Tetapi tanggapilah dengan kata-kata seperti, “Bagus, kamu sudah mencobanya, sekarang kesulitannya di mana? Coba sini Kakek lihat?”
Atau,”Coba ceritakan sama Mbak, kayak apa masalahnya? Nanti Mbak coba bantu.”
Berikanlah kesempatan pada anak untuk bercerita sampai selesai, jangan dipotong, menyalahkan, apalagi menyudutkannya. Anak bukanlah seorang terdakwa yang tengah disidang di pengadilan. ia merupakan sosok yang masih perlu belajar dan dibimbing, jadi wajar saja kalau masih melakukan kesalahan, atau sulit melakukan sesuatu.
Selain itu, jangan menunda memberi respon, karena menunggu satu menit saja, bagi seorang anak ibarat menunggu selama satu jam. Lama bukan?

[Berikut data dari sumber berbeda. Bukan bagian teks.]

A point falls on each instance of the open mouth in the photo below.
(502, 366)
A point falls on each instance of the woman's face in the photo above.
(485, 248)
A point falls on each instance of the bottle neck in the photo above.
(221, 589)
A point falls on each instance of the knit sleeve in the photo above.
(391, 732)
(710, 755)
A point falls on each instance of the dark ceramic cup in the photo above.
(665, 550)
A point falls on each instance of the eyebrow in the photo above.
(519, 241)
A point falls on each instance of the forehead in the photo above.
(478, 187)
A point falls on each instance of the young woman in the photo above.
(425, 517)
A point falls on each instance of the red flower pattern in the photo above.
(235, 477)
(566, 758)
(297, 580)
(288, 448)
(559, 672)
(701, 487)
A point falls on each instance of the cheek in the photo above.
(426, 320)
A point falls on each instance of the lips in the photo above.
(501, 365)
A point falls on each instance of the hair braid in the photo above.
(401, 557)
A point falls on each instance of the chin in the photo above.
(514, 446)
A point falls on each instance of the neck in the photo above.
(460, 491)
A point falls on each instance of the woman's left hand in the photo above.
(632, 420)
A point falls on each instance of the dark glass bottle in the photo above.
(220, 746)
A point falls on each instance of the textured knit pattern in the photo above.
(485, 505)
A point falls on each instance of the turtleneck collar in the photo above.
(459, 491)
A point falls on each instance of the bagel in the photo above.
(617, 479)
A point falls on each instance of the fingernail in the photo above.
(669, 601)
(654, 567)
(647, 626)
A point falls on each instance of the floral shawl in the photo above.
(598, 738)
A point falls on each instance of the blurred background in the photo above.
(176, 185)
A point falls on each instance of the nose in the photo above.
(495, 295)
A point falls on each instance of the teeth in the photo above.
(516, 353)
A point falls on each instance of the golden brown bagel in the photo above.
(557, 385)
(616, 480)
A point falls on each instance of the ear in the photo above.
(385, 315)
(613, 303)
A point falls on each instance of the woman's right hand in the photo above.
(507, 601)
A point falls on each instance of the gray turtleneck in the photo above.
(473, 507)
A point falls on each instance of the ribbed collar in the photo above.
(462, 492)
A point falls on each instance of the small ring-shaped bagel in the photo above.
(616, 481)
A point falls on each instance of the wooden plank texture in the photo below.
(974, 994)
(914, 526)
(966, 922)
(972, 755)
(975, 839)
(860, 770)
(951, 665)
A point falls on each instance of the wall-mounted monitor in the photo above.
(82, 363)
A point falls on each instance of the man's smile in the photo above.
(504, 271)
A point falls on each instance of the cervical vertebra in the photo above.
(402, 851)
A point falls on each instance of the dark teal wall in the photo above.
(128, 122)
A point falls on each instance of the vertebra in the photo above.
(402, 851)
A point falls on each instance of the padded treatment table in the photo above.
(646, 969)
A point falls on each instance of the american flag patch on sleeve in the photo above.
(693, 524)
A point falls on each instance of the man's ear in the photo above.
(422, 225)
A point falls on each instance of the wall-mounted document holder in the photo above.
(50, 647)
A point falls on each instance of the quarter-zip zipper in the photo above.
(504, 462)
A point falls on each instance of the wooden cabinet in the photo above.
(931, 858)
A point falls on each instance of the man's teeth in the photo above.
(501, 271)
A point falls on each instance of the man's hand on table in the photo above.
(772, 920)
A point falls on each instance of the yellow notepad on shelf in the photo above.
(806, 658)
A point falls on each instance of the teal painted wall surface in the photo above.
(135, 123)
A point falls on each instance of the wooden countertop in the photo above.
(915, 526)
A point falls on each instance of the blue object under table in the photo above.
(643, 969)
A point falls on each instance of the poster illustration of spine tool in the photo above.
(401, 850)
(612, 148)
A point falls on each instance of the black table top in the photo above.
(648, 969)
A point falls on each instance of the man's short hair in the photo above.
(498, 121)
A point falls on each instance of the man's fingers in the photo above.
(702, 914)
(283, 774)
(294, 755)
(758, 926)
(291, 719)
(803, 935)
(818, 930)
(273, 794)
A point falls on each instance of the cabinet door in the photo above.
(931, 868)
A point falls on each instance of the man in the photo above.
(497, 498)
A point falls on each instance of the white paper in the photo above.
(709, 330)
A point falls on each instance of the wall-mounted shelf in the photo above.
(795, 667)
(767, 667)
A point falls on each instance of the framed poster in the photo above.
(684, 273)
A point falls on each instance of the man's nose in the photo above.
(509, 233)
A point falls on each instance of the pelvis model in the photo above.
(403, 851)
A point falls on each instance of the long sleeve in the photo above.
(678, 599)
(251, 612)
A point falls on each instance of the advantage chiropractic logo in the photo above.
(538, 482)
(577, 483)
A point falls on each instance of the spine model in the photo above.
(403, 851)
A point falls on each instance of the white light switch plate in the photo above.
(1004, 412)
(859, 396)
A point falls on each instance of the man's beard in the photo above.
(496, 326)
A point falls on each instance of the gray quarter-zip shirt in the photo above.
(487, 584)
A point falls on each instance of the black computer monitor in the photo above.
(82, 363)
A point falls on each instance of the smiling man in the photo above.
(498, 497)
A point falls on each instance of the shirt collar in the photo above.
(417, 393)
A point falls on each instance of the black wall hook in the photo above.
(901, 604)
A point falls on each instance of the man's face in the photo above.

Anak memang bisa marah apabila ada suatu kejadian yang tidak sesuai dengan harapannya. Jangankan anak-anak, orangtua pun bisa marah jika harapannya tidak tercapai, bukan?
Namun Bu Nita jangan lupa. Sifat setiap anak berbeda. Ada anak yang mengekspresikan kemarahannya dengan gamblang, sehingga orang di sekitarnya tahu ia sedang marah, tetapi ada juga yang tidak bisa mengungkapkan kemarahannya itu, sehingga membuat bingung orangtua.
Kalau ini yang terjadi, bu Nita bisa ‘membaca’ kemarahan itu dari bahasa tubuh dan gerak-geriknya. Misalnya tidak mau keluar kamar, mogok makan, selalu cemberut, atau menangis terus-terusan tanpa diketahui sebabnya. Di sinilah ibu dituntut untuk peka dan mencari tahu secara perlahan apa penyebab tingkah aneh si anak.
Ada juga penyebab anak marah, karena ia belum dapat berbicara dan berbahasa secara baik, sehingga merasa kesulitan mengungkapkan apa yang dimaksudkannya. Orangtua pun tidak memahami keinginan si anak. Kalau ini yang terjadi, mintalah anak sebisa mungkin mengadukan kesulitannya. Kalau pun sulit bicara, mintalah ia mencontohkan, atau membimbing tangan ibu melalui gerakan. Bagaimana pun ikatan emosional yang kuat akan memudahkan ibu memahami keinginan anak, meskipun ia memakai bahasa isyarat sekalipun.
Kunci berikutnya yang penting adalah bersabar. Anak-anak kita sedang belajar mengembangkan sistem emosinya, Jika ibu terbawa emosi juga, maka anak pun belajar memelihara amarahnya, bukan mengendalikannya.
Bagaimana, Bu Nita, mudahkan ? coba dulu dech nanti lama-lama akan terbiasa.